You might be able to understand what a convolutional network "is" without calculus, but you'll be woefully unequipped to ask even obvious questions like "what if we put Fourier transforms around the convolutional layers" (a cursory search suggests it provides the expected speedup but is for some reason not a standard thing to do?). As someone outside of the industry, I'd also imagine any effort to explain what NNs are actually "learning" (or I suppose dually, how to design network architectures) is going to have a lot of fruitful overlap with signal processing theory, which is heavy on calculus, linear algebra, probability, etc.
> a cursory search suggests it provides the expected speedup
What do you mean? Processing a CNN layer takes an amount of time that does not depend on the input data, only the input/output sizes. Fourier transform is just a change of basis. Why should anything speed up?
Because convolution is an O(N^2) operation, but a Fourier transform (and its inverse) can be done in O(NlogN) and turns convolution into O(N) multiplication. So if you do FFT, multiply, Inverse FFT, you get convolution in O(NlogN). I would guess that you don't even need to do the inverse FFT and can just learn in frequency space instead, but maybe there's some reason why that doesn't work out.
Computing convolutions using FFTs is efficient for large kernels (or filters). Most convolutions in popular ML models have small kernels, a regime where it is typically more efficient to reformulate the convolution as a matrix multiplication.

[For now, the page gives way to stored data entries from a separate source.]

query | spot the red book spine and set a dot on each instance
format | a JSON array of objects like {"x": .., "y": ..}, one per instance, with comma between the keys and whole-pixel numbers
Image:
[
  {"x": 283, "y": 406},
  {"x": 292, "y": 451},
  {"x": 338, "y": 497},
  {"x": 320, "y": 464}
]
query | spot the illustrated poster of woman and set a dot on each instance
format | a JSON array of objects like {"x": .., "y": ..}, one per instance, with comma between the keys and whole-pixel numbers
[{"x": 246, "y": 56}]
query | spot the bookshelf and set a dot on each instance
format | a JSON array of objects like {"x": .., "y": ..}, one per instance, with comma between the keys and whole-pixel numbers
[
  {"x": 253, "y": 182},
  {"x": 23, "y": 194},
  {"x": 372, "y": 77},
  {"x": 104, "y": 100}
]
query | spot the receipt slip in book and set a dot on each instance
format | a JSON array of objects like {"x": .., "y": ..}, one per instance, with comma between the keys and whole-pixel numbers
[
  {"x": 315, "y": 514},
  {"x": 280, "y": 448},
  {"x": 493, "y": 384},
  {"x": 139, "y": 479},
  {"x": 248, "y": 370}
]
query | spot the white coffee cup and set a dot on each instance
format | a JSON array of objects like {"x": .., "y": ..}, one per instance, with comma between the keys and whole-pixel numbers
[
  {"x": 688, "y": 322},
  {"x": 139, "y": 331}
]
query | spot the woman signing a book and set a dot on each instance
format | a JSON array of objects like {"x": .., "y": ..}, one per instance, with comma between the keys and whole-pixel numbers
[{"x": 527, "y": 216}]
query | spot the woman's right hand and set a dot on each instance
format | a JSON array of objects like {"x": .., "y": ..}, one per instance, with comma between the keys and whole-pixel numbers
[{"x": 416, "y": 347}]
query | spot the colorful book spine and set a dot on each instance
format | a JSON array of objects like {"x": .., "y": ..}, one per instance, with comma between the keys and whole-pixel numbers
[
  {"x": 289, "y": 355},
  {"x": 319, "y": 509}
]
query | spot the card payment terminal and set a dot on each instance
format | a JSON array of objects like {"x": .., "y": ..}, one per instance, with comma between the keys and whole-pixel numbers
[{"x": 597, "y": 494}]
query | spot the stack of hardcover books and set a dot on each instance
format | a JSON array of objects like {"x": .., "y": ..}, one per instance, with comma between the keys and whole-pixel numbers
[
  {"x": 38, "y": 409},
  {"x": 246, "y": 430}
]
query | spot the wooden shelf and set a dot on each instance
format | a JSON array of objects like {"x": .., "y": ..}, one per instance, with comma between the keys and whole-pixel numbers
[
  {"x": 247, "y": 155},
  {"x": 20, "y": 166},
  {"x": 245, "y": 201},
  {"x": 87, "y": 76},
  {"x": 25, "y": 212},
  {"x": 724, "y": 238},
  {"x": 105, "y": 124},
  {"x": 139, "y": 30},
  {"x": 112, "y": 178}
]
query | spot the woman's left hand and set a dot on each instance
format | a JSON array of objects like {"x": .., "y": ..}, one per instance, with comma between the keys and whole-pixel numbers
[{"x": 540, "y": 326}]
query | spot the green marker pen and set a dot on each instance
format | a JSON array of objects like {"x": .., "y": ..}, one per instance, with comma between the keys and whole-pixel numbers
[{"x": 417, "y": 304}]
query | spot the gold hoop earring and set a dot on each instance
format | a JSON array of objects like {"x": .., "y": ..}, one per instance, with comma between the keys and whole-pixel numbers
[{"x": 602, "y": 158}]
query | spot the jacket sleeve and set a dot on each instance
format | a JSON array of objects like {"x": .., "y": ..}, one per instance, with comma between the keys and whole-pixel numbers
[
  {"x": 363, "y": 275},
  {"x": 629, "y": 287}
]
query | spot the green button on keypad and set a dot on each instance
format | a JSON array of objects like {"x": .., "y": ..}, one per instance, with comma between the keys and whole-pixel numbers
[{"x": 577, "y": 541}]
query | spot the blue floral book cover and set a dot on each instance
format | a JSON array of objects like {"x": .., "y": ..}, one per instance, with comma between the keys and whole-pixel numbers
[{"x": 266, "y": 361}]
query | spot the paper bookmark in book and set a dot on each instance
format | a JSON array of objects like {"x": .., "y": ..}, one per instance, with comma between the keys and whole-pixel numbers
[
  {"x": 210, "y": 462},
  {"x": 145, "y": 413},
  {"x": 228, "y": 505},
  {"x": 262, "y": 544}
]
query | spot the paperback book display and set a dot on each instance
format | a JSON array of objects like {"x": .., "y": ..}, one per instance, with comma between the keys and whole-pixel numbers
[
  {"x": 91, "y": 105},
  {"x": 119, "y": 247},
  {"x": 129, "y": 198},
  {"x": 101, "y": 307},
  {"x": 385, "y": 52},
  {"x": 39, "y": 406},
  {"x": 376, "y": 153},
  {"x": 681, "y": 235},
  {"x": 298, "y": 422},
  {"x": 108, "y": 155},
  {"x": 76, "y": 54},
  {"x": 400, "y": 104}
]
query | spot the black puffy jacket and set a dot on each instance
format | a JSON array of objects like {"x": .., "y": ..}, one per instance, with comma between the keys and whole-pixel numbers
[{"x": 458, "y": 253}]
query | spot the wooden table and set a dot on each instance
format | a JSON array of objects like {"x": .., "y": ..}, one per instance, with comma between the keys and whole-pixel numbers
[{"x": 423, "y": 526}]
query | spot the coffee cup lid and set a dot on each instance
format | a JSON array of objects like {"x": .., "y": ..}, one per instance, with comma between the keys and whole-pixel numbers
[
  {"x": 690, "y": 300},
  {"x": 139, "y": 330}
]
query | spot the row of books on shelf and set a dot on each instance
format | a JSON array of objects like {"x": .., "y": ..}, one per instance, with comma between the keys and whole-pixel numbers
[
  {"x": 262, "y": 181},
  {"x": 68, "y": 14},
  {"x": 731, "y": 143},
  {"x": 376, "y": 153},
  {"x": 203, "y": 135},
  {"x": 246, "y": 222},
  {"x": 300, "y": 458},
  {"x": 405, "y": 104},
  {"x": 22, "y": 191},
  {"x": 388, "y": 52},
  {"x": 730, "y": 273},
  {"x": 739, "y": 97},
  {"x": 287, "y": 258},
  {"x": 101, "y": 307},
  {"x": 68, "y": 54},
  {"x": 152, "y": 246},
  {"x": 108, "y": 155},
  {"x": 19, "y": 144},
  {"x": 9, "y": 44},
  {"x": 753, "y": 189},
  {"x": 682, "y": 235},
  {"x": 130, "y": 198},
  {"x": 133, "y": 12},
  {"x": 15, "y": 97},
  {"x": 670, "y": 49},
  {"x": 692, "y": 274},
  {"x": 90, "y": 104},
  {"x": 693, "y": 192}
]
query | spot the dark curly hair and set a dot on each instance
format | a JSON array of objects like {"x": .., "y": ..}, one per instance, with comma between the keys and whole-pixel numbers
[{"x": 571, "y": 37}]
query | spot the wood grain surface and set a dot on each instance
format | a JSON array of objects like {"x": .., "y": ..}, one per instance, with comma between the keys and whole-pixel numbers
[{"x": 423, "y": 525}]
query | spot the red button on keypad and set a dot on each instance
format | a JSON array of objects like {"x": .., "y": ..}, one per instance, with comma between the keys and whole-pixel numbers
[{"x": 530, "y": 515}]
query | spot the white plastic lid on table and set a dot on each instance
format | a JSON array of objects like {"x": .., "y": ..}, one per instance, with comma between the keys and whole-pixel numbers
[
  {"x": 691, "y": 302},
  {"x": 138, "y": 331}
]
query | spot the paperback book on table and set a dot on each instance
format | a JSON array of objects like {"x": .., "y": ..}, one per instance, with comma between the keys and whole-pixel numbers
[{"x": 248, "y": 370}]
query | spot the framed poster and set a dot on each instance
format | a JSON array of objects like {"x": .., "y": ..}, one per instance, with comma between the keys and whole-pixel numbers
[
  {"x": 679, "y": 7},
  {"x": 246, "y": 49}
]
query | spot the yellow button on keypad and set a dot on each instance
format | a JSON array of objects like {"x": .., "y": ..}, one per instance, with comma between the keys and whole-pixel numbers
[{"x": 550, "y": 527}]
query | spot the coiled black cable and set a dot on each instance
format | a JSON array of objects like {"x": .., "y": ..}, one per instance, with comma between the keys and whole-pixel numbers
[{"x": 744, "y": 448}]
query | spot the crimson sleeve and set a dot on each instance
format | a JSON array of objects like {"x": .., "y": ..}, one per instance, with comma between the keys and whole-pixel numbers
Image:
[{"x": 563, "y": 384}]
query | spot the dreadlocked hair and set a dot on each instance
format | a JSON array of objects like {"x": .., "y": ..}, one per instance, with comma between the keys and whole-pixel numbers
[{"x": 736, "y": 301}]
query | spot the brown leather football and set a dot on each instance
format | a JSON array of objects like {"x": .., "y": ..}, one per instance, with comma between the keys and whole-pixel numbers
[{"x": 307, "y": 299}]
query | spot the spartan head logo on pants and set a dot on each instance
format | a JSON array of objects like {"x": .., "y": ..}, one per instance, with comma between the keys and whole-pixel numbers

I think your complexity argument is correct for N=pixels=kernel size. But typically, pixels>>kernel size.
Disclosure: I work at Arm optimising open source ML frameworks. Opinions are my own.
I see, the wording confused me. You don't really "put Fourier transforms around the convolutional layers" because you have to completely replace the convolutions.
This seems to be done in some cases. I guess it isn't done more widely because the "standard" convolution kernels are very small and the performance would actually be worse?